Apply on Institution's Website

*Type:* Adjunct/Part-Time
*Posted:* 10/13/2021
*Posting Number:* 2012000917P
*Preferred Start Date:* 11/01/2021
*About Stonehill*
Founded by the Congregation of Holy Cross in 1948, Stonehill is a private Catholic college located just 22 miles from downtown Boston on a beautiful 384-acre campus in Easton, Massachusetts. With a student to faculty ratio of 13:1, the College engages its 2,500+ students in 80+ rigorous academic programs in the liberal arts, sciences, and pre-professional fields.

Faithful to the Holy Cross tradition in education, Stonehill College is committed to developing the moral, spiritual, intellectual, physical, and social competencies of its students and seeks to build and sustain a campus community that embraces diversity and inclusion in its teaching, learning, living, and working. Stonehill values a diversity of persons, opinions, and cultural and religious perspectives. In fulfillment of its motto, Lux et Spes ("Light and Hope"), the College cultivates in its students the competence to think, act, and lead with courage towards creating a more just and compassionate world.
*Position Summary*
Operates a computer-aided dispatch system, receive emergency 911 and non-emergency calls for assistance, and assist visitors to the Campus Police Station
*Essential Duties and Responsibilities*
Operate the College Switchboard and transfer calls to proper departments. 

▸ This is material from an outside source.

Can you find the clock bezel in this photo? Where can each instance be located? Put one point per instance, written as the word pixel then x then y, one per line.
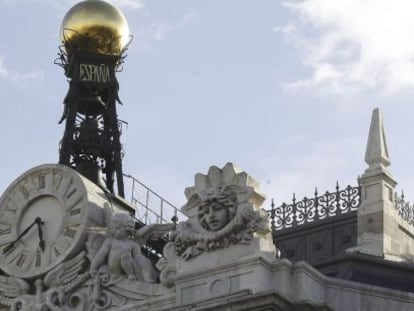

Process requests for information regarding vehicle registration, driving records and warrants.

Operate a variety of communications equipment, including radio consoles, telephones, and computer systems.

Utilize the Criminal Justice Information System (CJIS) terminal to run license plates and outstanding warrants.

Perform timely dispatch by way of the College two-way radio system of law enforcement on campus.

Report to Easton Police, fire, EMS, emergency personnel all emergencies within the college or as otherwise directed by Campus Police.

Monitor alarm systems (intrusion, card access, carbon monoxide, fire and duress) throughout the College. Dispatch appropriate units as needed.

Record incident information as needed by campus police via the Automated Records Management System (ARMS).

Assist faculty, staff, students, and visitors who come to Campus Police for routine business and emergencies.

Monitor telephone system for trouble alarms and report to vendor and Director of
Telecommunications when necessary.

Maintain records with Conference & Events held on campus.

Contact Facilities Management administrators when necessary regarding emergency repairs, snow removal, etc.

Contact College Administration when necessary regarding student issues.

Assist in processing Stonehill College ID cards.
*Education and/or Experience*
Must have excellent communication and customer service skills to deal effectively with a wide variety of College personnel and/or outside individuals/organizations. Must be a high school graduate or GED.
*Knowledge, Skills, and Abilities*
Good computer skills required. Ability to work and maintain a positive relationship with the Campus Police Department and other personnel. Higher than average multi-tasking skills needed.
*Licenses/Certifications*
DCJIS qualification every 2 years


----------



## Sooty (Nov 1, 2018)

Nice little school, great support from the town PD, but they'll only entertain you if you've got strings and dimes.


----------